La Province de Grenville présente une géologie complexe et des minéralisations variées. Cette session offre l’occasion de rassembler et de discuter des grands modèles de formation de cette province à grand potentiel en métaux, en minéraux industriels et en pierre architecturales. Elle a pour but de présenter les derniers résultats et avancées des travaux de Géologie Québec, ainsi que des partenaires universitaires et de l’industrie. Les résultats finaux des plus récents travaux de cartographie réalisés dans le Grenville à l’été 2023 seront également présentés.
Géologie et métallogénie du Grenville : cartographie, modèles et avancées en exploration
Mardi le 19 novembre 2024
Salle 403
Arrivé au Québec en 1967, Maurice Rive a consacré une dizaine d’années à cartographier la partie ouest de la Province de Grenville à l’emploi du ministère des Ressources naturelles du Québec.
Nommé géologue résident peu de temps après la publication de son rapport consacré à la région de Sainte-Véronique, Maurice Rive est responsable du bureau régional de Rouyn-Noranda. Cet expert en géologie est alors devenu l’interlocuteur privilégié des prospecteurs actifs dans la ceinture des roches vertes de l’Abitibi.

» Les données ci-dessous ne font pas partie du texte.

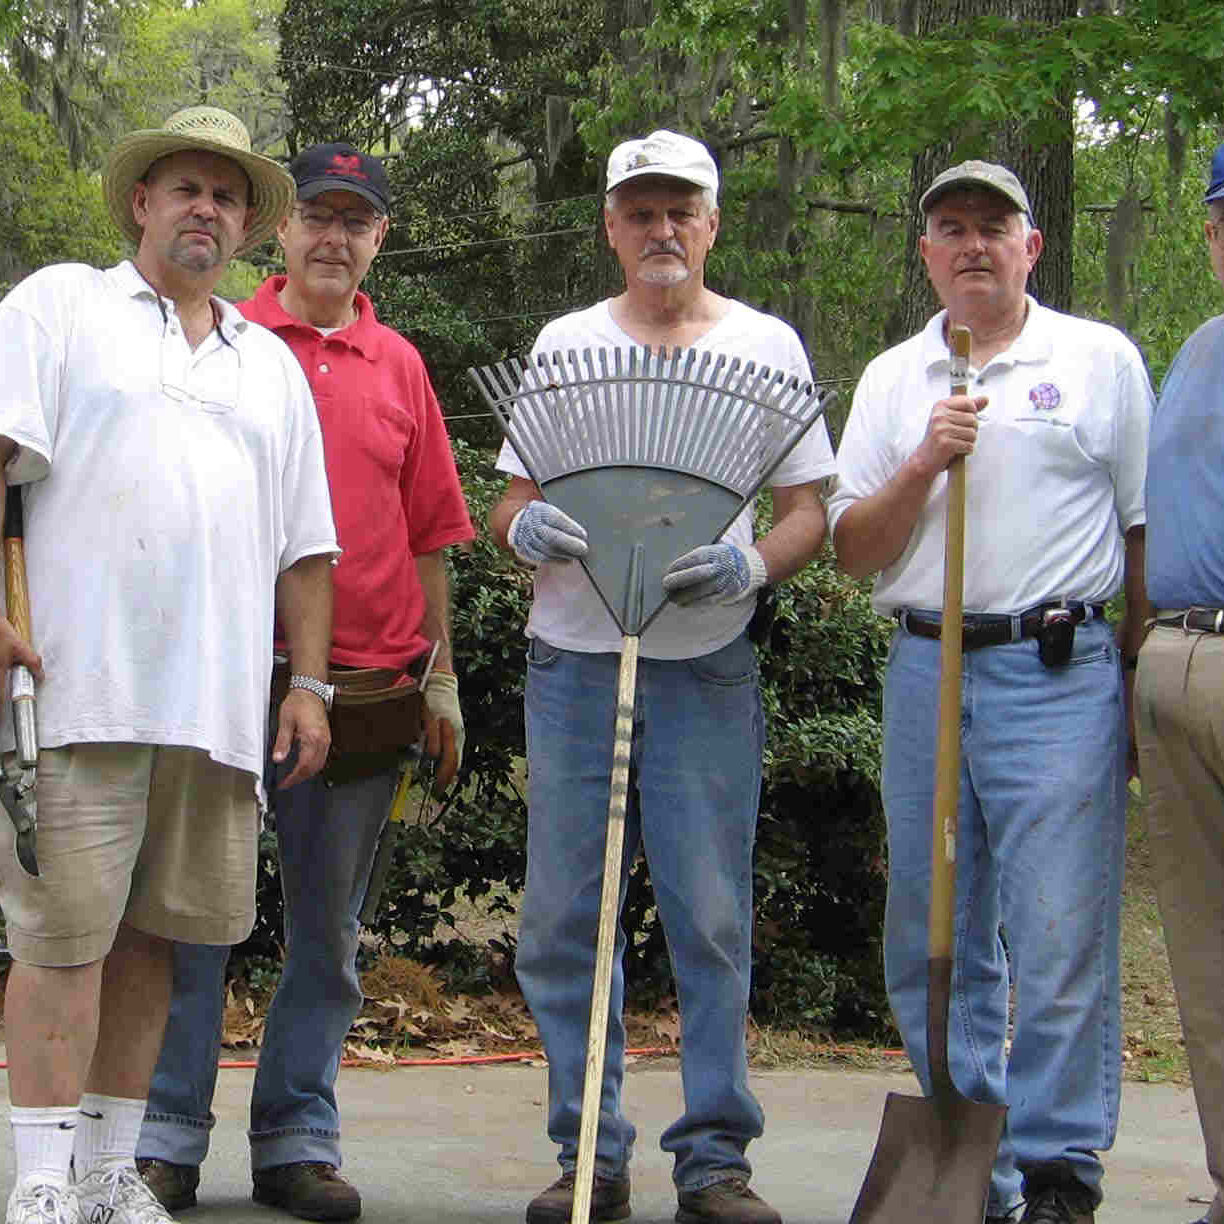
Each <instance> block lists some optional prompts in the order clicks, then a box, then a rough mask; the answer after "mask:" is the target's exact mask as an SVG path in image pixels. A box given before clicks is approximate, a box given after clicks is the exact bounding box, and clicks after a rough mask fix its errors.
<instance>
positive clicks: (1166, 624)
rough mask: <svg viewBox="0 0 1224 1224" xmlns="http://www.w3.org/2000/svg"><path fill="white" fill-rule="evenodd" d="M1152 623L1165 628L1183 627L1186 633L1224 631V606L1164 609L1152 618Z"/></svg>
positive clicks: (1175, 627)
mask: <svg viewBox="0 0 1224 1224" xmlns="http://www.w3.org/2000/svg"><path fill="white" fill-rule="evenodd" d="M1152 624H1158V625H1160V627H1162V628H1163V629H1181V630H1182V632H1184V633H1224V608H1198V607H1195V608H1185V610H1184V611H1180V612H1170V611H1162V612H1157V614H1155V616H1154V617H1153V618H1152Z"/></svg>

À cette époque, il s’est impliqué dans des activités de promotion qui ont culminé avec l’organisation du symposium de l’ICM intitulé La ceinture polymétallique du Nord-Ouest québécois. Les conférences prononcées durant ce congrès devant plus de 400 personnes à Rouyn-Noranda furent publiées sous la forme d’un prestigieux document de référence de 423 pages très apprécié des géologues d’exploration.

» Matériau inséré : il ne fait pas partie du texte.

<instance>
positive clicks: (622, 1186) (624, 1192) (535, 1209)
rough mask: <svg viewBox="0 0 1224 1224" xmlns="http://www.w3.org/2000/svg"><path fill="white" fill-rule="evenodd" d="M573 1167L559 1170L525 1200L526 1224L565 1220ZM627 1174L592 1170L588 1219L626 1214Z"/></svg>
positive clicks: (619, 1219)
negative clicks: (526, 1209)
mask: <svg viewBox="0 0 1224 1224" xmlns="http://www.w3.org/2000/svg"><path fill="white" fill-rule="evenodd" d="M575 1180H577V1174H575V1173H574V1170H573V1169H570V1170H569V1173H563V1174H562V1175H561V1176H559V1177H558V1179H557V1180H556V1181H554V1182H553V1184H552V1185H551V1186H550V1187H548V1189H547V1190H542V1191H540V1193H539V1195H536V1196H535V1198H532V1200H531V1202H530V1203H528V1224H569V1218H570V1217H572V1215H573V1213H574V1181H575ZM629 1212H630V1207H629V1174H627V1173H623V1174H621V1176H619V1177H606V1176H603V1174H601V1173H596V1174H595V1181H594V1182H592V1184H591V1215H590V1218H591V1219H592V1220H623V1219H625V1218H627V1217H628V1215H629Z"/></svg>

En 1990, les succès professionnels de Maurice Rive lui méritent le prix de promotion décerné pendant le Séminaire d’information sur la recherche géologique.

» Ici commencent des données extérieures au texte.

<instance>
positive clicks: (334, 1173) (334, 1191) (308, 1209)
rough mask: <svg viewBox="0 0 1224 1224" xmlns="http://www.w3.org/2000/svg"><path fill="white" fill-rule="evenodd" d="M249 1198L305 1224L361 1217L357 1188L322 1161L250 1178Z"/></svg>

Après quelques années en poste au bureau régional des Mines de Sherbrooke, Maurice Rive a pris sa retraite en 1997. Jusqu’à la fin de sa longue vie, il travaillait encore à fignoler une carte géologique chevauchant la limite entre la ceinture de roches vertes de l’Abitibi et la Province de Grenville. C’est en reconnaissance de ses travaux et en hommage à sa ténacité hors du commun que cette séance lui est dédiée aujourd’hui.
13 h 45
L’environnement géotectonique de mise en place des massifs anorthositiques protérozoïques du Bouclier canadien
Consultant en géosciences
Les massifs anorthositiques (massif-type anorthosites) sont présents à l’échelle mondiale et ont été formés en grande partie durant le Paléoprotérozoïque et le Mésoprotérozoïque. Ces intrusions se trouvent principalement dans la Province du Grenville, ainsi que dans les provinces adjacentes du SE du Churchill et de Nain. Leur nature particulière et leur distribution dans le temps implique que cet épisode d’intrusion était caractérisé par des conditions particulières (conditions physiques et composition de la croûte terrestre et du manteau sous-jacent). Les données géologiques et géochronologiques indiquent que ces massifs se sont mis en place durant quatre périodes bien définies autour de 1650 Ma, 1,45 à 1,30 Ga, 1,16 à 1,14 Ga, et 1,08 à 1,02 Ga. Les deux premiers épisodes coïncident avec un environnement de marge convergente continent-océan où ces massifs ont été mis en place dans la plaque supérieure (Laurentia) lors de la subduction de la croûte océanique principalement vers le NNW (coordonnées présentes). Les deux dernières périodes correspondent à la phase collisionnelle de la Province du Grenville, notamment les orogènes de Shawinigan et Ottavienne. La rareté de massifs anorthositiques au Paléoprotérozoïque (période où la tectonique de marge océan-continent est pourtant bien connue) suggère que les températures mantelliques élevées du Précambrien n’étaient pas suffisantes à elles seules pour produire les grands volumes de basalte nécessaires à leur formation. Nous proposons qu’en plus des températures élevées, d’autres facteurs ont été nécessaires pour produire ces magmas, tels que la refertilisation du manteau par le métasomatisme ou l’accrétion latérale d’une lithosphère océanique enrichie. Les gradients géothermaux élevés associés à la phase d’accrétion et d’arc continental entre 2,0 à 1,2 Ga ont pu exercer une influence sur la production des anorthosites grenvilliennes (1,16 à 1,0 Ga).
14 h 15
L’évolution métamorphique de la Province de Grenville, une facette négligée de la formation de certains gisements de minéraux critiques et stratégiques
La Province de Grenville est l’objet d’un intérêt grandissant pour l’exploration de minéraux critiques et stratégiques, même si sa complexité lithologique, structurale et métamorphique a longtemps limité l’exploration des ressources minérales. Puisque plusieurs types de minéralisation sont contrôlés par des processus métamorphiques ou par les contextes tectonique et magmatique, il est crucial de bien caractériser ces aspects de l’évolution de cette province géologique afin d’améliorer les possibilités de découverte. La pétrochronologie in situ sur monazite, xénotime et grenat permet de mieux contraindre l’évolution temporelle des épisodes d’enfouissement, de refroidissement et d’exhumation. Des projets en cours à l’INRS visent à caractériser l’évolution métamorphique de la Province de Grenville centrale afin de mieux comprendre le cadre tectonique lié à des minéralisations en éléments des terres rares (ETR) et en graphite de ce secteur.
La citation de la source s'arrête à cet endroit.